One week later, the House of Representatives impeached Trump again, making him the only president in history to claim such a dishonor.

Yet Brinkley said that the heated division within the U.S. is not new territory. Without a clear, common external enemy, “we’re turning on each other,” he said. “We’ve done this off and on in U.S. history.”

Chart by Megan McGrew/PBS NewsHour

After Jan. 20, Trump will once again be a private citizen, confronted with a wave of legal ramifications and no longer protected by the Oval Office, Brinkley said. But Americans will still be grappling with Trump’s influence and whether Congress should pursue action against him after his presidency ends. Nearly half of U.S. adults — 49 percent — believe Congress should continue to take action against Trump after he leaves office, and 48 percent said they should not.

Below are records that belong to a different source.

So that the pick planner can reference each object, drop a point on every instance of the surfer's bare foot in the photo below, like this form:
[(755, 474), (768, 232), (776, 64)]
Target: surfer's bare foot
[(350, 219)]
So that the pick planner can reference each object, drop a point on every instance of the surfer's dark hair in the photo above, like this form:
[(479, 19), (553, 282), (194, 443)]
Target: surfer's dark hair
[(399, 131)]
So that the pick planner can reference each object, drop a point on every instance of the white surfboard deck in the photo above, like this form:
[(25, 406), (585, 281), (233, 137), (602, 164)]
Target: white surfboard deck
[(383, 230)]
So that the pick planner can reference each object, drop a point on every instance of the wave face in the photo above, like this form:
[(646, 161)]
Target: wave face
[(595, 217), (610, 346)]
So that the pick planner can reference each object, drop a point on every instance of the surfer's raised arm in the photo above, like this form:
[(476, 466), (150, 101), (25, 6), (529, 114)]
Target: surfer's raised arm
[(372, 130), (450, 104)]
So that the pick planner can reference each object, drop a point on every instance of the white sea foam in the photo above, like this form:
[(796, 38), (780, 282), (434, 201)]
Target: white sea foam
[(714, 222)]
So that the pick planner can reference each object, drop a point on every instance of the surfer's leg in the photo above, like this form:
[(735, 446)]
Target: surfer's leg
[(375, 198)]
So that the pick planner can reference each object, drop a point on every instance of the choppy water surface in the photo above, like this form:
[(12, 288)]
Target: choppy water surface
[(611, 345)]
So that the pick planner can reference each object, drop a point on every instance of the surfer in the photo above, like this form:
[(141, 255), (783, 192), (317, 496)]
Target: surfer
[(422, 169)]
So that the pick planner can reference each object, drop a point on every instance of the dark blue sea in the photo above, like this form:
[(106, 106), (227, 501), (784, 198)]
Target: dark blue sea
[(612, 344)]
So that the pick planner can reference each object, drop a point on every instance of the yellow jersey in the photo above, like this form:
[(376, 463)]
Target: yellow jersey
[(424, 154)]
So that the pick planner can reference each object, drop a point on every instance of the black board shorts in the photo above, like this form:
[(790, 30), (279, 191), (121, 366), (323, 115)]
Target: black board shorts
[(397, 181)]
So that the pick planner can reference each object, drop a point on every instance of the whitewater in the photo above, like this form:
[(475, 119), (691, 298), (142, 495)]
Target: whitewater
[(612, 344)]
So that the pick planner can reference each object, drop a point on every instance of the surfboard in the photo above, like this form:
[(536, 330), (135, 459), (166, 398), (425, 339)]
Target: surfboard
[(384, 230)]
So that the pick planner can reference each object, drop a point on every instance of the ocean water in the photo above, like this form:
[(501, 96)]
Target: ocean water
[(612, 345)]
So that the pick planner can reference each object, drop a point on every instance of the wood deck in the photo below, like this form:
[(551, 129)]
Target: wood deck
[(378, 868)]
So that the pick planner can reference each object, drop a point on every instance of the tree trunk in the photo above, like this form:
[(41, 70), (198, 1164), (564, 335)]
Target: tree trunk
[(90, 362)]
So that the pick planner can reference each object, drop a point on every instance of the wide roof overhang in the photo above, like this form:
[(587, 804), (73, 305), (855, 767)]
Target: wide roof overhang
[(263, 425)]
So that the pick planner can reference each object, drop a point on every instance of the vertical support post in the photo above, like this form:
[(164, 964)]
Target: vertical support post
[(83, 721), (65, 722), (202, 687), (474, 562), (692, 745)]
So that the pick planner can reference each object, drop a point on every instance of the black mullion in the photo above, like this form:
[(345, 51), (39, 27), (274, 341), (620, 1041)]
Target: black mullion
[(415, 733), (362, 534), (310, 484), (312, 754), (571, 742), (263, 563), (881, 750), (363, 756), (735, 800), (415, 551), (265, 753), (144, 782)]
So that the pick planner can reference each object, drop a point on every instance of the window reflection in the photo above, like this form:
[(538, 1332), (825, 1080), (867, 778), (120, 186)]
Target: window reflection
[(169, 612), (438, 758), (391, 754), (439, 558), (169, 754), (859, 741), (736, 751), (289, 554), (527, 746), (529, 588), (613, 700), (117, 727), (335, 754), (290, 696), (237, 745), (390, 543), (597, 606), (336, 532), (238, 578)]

A week after the Capitol attack and Congress’ official recognition of Joe Biden as president-elect, six out of 10 Americans say they trust the 2020 presidential election results were accurate. But another 38 percent of Americans say they do not believe the election’s results, despite a profusion of evidence that the Nov. 3 election was the most secure in history. That belief — that lack of faith in the democratic process — could pose real challenges for the Biden administration and American politics long after Trump has left the White House.

PBS NewsHour, NPR and Marist Poll conducted a survey Jan. 11-13 that polled 1,173 U.S. adults (margin of error of 3.5 percentage points) and 1,012 registered voters (margin of error of 3.7 percentage points).